Scrivener did some funny things with paragraph indents, adding additional tabs where the Word files have none. It’s not hard to go in and tweak that manually, but I wonder if there’s an easier way.
There is a good tool for cleaning up the stuff you’ve imported. This knowledge base article has the details. In short though you can save reformatting for after you’ve got everything in, and then clean it all up at once.

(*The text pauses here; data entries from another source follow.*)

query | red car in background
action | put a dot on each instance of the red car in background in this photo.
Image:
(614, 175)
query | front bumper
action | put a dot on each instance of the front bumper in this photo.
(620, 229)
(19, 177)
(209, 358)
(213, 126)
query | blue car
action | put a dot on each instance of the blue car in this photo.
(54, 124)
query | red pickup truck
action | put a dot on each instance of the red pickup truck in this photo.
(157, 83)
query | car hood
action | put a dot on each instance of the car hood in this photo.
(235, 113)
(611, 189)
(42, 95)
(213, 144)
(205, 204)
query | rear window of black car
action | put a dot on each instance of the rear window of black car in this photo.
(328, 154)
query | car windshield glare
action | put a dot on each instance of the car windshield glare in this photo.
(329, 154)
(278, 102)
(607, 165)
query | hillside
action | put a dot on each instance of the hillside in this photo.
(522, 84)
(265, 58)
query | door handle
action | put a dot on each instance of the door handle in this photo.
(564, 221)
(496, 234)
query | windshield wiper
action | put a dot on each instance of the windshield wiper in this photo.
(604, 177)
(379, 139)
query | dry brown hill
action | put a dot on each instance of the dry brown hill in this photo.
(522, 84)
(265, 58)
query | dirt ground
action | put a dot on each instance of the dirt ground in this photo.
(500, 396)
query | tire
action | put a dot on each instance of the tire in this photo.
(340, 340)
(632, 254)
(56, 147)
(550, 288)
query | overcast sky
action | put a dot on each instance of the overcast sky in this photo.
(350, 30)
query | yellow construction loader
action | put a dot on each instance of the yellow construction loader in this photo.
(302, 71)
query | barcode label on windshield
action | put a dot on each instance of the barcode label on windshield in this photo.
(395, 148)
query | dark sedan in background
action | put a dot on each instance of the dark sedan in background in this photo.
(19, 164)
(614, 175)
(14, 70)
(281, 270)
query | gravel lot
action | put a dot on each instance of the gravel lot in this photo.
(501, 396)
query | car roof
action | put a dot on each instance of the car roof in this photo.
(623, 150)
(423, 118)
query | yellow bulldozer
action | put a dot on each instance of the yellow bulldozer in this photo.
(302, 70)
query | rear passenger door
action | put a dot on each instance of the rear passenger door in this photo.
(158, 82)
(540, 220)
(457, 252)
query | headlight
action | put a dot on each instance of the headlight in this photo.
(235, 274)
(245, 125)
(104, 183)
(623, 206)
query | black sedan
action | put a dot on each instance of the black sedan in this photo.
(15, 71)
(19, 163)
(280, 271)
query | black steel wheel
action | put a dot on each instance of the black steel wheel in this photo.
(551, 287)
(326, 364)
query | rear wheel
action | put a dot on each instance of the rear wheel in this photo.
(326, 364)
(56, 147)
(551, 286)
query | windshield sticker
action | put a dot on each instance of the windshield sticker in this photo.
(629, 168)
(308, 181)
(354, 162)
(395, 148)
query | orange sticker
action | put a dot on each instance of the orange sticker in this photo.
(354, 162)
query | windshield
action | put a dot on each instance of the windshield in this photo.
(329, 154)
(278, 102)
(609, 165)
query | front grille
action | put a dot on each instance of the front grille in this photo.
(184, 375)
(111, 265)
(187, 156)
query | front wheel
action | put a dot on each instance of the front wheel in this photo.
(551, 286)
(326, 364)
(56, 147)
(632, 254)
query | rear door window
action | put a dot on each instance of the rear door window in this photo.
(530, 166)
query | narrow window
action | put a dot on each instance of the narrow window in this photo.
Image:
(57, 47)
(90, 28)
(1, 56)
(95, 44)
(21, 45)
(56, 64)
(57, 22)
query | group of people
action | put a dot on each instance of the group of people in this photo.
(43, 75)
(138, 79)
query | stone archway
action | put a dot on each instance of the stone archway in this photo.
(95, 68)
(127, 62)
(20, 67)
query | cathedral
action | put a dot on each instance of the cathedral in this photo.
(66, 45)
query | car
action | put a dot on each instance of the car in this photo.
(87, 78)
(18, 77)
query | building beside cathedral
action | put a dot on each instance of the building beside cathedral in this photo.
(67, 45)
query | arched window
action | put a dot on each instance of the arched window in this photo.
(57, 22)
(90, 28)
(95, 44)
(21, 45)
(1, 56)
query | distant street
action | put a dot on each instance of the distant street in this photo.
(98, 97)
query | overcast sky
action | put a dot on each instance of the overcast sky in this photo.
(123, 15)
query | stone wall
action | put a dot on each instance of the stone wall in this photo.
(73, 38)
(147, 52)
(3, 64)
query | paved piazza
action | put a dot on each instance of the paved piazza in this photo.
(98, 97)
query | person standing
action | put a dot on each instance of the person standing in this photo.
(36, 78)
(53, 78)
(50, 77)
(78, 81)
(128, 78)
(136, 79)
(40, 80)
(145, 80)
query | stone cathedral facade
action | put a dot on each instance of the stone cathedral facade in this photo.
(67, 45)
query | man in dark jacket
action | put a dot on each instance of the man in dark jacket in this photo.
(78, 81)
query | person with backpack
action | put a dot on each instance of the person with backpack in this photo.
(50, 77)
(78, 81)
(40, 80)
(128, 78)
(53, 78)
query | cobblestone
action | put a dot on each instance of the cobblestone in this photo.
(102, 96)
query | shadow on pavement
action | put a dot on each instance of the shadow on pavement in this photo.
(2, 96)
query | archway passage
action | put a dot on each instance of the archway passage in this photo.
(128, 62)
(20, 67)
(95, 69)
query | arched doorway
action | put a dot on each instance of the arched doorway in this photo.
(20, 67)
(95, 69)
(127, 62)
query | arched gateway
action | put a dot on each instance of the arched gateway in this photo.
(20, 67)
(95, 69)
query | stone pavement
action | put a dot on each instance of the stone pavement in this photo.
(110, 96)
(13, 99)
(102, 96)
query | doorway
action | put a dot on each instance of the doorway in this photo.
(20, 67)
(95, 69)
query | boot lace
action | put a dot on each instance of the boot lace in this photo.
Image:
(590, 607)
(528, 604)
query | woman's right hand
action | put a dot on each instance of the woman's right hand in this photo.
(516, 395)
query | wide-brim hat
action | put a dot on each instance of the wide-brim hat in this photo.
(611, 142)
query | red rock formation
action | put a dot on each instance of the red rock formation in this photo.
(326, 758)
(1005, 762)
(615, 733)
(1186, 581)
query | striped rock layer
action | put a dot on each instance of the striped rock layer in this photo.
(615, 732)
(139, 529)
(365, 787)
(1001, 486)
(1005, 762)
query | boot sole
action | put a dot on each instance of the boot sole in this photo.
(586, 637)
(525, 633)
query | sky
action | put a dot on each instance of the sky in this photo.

That won’t fix everything though, as there are some things that don’t fall within its purview. For example, if by “tabs” you mean literally that, the character that gets inserted when press the Tab key on your keyboard—that isn’t formatting in the sense of something that a preset look can change, more like how a paragraph break works, it’s something we call a “control character”, in that it is a literal character like a visible letter, that you can delete or type in, that controls how the text behaves. If you do have a mix of tabs and natural indents (from formatting), you can clean things up with the Edit ▸ Text Tidying ▸ Strip Leading Tabs
menu command.
One other thing you might be meaning is that Scrivener’s default settings do indeed indent each paragraph. I believe Word’s default is still more of a “web look”: paragraph spacing with no indents. It’s up to you what sort of environment you want to write in though. Unlike Word, the appearance of text in the editor is largely up to personal taste—it won’t print that way unless you tell it to. As you’ve explored in the tutorial, it shows how when you compile it can all be cleaned up to a standard look without having to do much of anything yourself.
So make the paragraphs look like you want, and use the Format ▸ Make Formatting Default
menu command.
I should probably add that I don’t apply Style templates in Word. I’m not averse to Styles, mind you, just a child of the typewriter era where style and formatting tools were primitive at best. Would formatting my Word file with a particular Style help me import into Scrivener more smoothly?
You should get along with Scrivener’s basic mode of operation just fine, in that regard. It in fact works best without wall-to-wall styling, and will even ignore common default paragraph styles (not the formatting, to be clear, just the style assignment).
Some of Word’s features (especially Comments and/or Footnotes) are useful for documenting feedback on a particular draft.
While Scrivener has those, and can import and export them using standard methods, how you handle getting notes from others is more of a personal choice. Myself, I prefer working from a list of notes, and cross-referencing them to the original text in Scrivener, making edits as I see fit. Others prefer to carry on how they worked in word processors a bit more, in that they’d rather the annotated document become their source text.
There are pros and cons to either, for me the cons are too steep: chiefly in that trashing my entire Draft folder and replacing it with an imported copy would mean having to use Scrivener at a very basic level—no labels to track stuff, no notes-to-self in the inspector or synopsis, no internal links between things to highlight relationships—basically all of the things you would do outside of the text editor get lost when working that way.
But, if you don’t really use much of that, it’s probably easier than opening the notes in one split and looking up the original in another.
Others dodge the quandary altogether and consider a Scrivener project done, once it gets to the point of getting feedback and doing final revisions. They’ll compile one last time, move on to Word, and archive the project.
I also find it useful to keep Word files around to archive older drafts. You never know, maybe I remove something that I later want to keep. Could I achieve the same thing with Snapshots and/or exports of particular sections to Word?
Snapshots are probably what you’re looking for here. It’s a tool that works within Scrivener’s ethos however, of breaking long text up into smaller pieces. You only preserve the part you’re working on when you take a snapshot, rather than having a full duplicate of a large section, for the sake one edit somewhere inside of it.